My face in a video game soon?

A company in Sheffield, England, is scanning residents' faces for a fee. The goal? To create a database for the video game industry. A journalism student tried it out for The Sheffield Tribune. Here's her story.
My fingers dig into the edges of the chair as I sit up, surrounded by 71 ultra-high-resolution cameras scrutinizing every feature, every wrinkle, every angle of my face.
Five minutes earlier, I arrived at the Sapiens Project office in Orchard Square, in Sheffield city center [northern England], to check in. Friendly staff greeted me and guided me behind the pink screens that reminded me of my rights, to a room where a manager handed me an iPad: inside, I found a waiver form, which I scanned, having already studied it on the website a few days earlier.
Reading some paragraphs still makes me a little uncomfortable:
“I waive any right, claim, or interest I may have to control the use of my image. I voluntarily and knowingly waive any legal right or prohibition regarding my biometric data.”

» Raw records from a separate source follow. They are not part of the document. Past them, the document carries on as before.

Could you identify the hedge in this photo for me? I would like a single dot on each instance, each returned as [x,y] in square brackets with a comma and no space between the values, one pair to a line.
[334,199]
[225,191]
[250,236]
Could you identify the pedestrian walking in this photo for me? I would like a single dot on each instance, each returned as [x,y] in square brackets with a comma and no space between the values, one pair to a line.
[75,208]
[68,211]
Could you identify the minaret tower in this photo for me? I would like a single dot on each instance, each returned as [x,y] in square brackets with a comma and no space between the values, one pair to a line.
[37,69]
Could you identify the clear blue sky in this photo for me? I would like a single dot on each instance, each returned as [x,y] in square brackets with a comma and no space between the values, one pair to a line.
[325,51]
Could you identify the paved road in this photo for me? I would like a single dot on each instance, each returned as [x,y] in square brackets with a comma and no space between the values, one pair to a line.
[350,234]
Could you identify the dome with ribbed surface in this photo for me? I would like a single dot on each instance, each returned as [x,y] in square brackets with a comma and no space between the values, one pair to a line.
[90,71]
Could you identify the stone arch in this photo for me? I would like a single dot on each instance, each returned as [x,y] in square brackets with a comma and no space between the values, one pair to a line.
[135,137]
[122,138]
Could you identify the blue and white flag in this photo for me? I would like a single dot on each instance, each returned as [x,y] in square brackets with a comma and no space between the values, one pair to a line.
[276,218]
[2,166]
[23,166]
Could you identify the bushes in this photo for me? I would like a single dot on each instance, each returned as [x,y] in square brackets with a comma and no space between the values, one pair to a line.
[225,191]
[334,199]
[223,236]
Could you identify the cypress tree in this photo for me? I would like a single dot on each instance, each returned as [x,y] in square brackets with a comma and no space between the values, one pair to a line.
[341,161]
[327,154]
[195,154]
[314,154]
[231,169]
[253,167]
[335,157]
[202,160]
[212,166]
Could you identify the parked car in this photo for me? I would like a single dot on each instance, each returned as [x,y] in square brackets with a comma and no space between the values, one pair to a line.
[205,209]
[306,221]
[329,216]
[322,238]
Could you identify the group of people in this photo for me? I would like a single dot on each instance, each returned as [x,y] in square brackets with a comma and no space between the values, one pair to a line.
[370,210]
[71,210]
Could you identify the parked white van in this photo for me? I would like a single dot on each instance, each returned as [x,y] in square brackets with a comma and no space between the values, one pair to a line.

Then I'm taken to a private dressing room where I'm pampered and showered with compliments on my sweater, my hair, and my face. A woman grabs a gray tank top neatly folded from a pile and hands it to me before putting a wig cap under my head, tucking a few stray hairs into it with the tip of a comb. All that matters is my face. The rest is irrelevant.
It's time. A door I hadn't noticed slides open, and I step toward the chair. This is the point of no return. "Step back a little," an assistant instructs me. Suddenly, 71 camera shutters click sharply, and a millisecond later, my face is no longer mine.
Ten24 is the most interesting Sheffield company you've never heard of. Its clients include companies like Facebook, Apple, Boots pharmacy, and the UK's NHS. Pretty impressive for a company that only employs nine people.
His specialty: taking incredibly precise and detailed photos, primarily (but not exclusively) of human faces and bodies, to turn them into hyper-realistic 3D models. These models are used for a multitude of purposes, from overweight mannequins for anatomy classes to skin tone samples for makeup manufacturers.
Their main market, however, is the video game industry. There was a time when studios crafted their heroes from scratch. And no one would mistake the angular face of a 1990s video game character for that of a real person.
But today's gamers want hyperrealism, even seeing the lines on a palm and counting the eyebrow hairs on their character. But it would take a long time to create such realistic characters. Wouldn't it be easier to take ultra-detailed photos of real people?
This is exactly what Ten24 has been doing for seventeen years. The company was the first to invest in this type of technology, although others have since followed suit. Visiting its online store is a rather unsettling experience.
Rows of faces, all bald, follow one another – selling for £69.99 each [just over €80]. There are also “lots” of digital mannequins, almost naked. Not to mention a catalog of hands, feet, and teeth. These digital bodies can also be filtered by age, gender, or ethnicity.
The images in this public inventory are those of professional models.